Pourquoi les directrices artistiques restent-elles une exception dans le luxe ? Alors que les grandes maisons enchaînent les nominations, les femmes restent les grandes absentes des postes de direction artistique
Le jeu des chaises musicales bat son plein dans les grandes maisons de mode, entre départs soudains et nominations express. Derniers en date : Jonathan Anderson quitte Loewe et Demna Gvasalia Balenciaga.
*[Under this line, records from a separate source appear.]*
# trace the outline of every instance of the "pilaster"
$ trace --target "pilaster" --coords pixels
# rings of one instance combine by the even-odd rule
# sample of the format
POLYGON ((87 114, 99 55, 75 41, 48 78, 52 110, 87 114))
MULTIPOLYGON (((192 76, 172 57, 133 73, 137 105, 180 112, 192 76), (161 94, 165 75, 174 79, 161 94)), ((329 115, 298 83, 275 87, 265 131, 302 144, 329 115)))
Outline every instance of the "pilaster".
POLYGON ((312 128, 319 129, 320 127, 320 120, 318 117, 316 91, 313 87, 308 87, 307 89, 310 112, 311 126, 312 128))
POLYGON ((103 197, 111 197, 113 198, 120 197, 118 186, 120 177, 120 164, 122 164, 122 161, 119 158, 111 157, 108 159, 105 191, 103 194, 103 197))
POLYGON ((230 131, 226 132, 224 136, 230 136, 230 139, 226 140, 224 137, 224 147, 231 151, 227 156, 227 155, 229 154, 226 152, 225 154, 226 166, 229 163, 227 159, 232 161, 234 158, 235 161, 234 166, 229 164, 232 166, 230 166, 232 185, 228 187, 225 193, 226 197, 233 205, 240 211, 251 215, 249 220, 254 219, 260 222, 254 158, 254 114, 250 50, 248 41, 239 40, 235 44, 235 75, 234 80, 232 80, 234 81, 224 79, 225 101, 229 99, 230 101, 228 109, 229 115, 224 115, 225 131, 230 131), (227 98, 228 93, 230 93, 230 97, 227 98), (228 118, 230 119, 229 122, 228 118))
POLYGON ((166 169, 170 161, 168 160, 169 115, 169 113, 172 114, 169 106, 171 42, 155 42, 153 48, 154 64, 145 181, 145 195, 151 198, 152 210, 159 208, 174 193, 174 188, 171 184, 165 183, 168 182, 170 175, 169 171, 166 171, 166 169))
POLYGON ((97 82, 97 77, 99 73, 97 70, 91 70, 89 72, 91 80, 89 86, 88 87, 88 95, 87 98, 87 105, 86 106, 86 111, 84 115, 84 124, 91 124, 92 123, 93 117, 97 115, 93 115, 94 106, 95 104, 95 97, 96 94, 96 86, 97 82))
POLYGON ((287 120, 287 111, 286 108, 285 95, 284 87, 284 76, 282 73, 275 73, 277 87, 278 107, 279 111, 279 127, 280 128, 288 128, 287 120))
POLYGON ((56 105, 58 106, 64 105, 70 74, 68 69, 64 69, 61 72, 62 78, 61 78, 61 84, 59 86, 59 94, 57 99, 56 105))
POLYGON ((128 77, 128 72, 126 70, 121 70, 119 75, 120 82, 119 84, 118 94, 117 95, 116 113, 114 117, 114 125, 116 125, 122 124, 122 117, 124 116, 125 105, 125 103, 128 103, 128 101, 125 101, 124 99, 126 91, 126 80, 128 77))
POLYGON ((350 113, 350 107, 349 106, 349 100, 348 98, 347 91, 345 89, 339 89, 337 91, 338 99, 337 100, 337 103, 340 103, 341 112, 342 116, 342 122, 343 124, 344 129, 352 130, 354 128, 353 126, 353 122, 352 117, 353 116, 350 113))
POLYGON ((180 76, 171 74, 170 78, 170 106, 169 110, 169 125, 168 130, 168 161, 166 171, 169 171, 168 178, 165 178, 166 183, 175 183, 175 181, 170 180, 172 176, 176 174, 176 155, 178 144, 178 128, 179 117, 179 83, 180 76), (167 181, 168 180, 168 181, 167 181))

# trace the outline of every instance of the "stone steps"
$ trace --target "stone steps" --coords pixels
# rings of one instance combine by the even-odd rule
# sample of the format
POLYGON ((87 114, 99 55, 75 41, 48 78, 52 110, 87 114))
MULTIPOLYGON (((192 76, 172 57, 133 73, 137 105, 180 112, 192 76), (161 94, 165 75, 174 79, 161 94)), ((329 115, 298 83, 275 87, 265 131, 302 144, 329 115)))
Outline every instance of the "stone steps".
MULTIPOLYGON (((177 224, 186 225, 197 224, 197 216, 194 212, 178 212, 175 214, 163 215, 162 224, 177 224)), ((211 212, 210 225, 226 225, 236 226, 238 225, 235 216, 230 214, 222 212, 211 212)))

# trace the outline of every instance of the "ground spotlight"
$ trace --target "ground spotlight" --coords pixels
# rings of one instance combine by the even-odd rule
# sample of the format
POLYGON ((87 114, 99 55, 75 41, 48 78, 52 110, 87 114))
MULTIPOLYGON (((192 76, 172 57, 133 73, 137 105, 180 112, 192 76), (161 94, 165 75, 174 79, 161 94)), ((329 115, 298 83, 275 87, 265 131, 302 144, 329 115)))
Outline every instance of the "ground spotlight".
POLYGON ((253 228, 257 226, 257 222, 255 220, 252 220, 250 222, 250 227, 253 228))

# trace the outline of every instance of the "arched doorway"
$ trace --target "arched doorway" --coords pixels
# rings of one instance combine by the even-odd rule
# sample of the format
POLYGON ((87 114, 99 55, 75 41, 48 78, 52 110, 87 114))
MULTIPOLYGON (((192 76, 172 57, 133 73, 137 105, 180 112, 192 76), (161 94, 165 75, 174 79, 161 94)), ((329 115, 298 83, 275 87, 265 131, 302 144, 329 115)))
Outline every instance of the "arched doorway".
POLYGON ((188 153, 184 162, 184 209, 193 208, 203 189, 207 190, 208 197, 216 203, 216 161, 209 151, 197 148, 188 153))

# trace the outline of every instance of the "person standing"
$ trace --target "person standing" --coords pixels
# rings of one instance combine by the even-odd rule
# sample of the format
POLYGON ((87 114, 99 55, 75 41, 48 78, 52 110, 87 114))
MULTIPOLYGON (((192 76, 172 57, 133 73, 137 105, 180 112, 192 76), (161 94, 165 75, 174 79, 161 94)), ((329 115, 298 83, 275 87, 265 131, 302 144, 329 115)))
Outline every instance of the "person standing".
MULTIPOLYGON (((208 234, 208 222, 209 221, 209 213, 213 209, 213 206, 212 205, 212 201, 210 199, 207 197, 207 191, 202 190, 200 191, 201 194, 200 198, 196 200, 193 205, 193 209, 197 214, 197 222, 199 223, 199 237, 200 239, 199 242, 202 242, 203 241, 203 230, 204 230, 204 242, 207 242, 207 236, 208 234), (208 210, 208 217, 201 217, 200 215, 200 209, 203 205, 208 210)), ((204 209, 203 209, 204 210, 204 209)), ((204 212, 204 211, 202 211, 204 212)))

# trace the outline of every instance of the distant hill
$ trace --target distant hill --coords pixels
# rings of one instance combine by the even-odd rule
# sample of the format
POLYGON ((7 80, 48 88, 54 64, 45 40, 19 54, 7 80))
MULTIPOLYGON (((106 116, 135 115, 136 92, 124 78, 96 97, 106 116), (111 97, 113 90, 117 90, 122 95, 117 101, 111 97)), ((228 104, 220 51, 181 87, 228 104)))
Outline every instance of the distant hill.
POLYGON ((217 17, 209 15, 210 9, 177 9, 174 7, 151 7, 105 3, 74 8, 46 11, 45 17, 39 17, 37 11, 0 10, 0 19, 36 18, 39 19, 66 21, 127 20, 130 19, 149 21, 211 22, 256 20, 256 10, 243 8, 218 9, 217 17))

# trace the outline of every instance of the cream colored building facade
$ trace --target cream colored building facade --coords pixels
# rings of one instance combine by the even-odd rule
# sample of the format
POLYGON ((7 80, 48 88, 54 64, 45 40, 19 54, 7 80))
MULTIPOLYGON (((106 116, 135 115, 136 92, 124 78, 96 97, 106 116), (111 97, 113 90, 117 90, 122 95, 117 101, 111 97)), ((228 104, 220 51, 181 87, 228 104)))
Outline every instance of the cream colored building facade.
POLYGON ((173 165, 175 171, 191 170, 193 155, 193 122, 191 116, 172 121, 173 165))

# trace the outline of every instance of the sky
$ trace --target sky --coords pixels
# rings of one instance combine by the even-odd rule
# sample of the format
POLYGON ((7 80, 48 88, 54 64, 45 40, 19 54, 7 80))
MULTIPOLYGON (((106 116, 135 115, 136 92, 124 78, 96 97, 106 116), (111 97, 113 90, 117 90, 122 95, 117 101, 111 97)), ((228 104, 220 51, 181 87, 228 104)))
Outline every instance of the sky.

Si le premier est pressenti pour succéder à Maria Grazia Chiuri chez Dior, le second n’a pas tardé à être transféré d’une maison Kering à une autre. Ces changements, scrutés de près par le public, sont essentiels pour des marques en quête de renouvellement et d’attractivité. Pourtant, dans cette valse des directeurs artistiques, un constat s’impose : les femmes sont toujours sous-représentées. Un phénomène particulièrement marqué à Paris et Milan, contrastant avec l’émergence de figures féminines à la tête de labels, notamment londoniens.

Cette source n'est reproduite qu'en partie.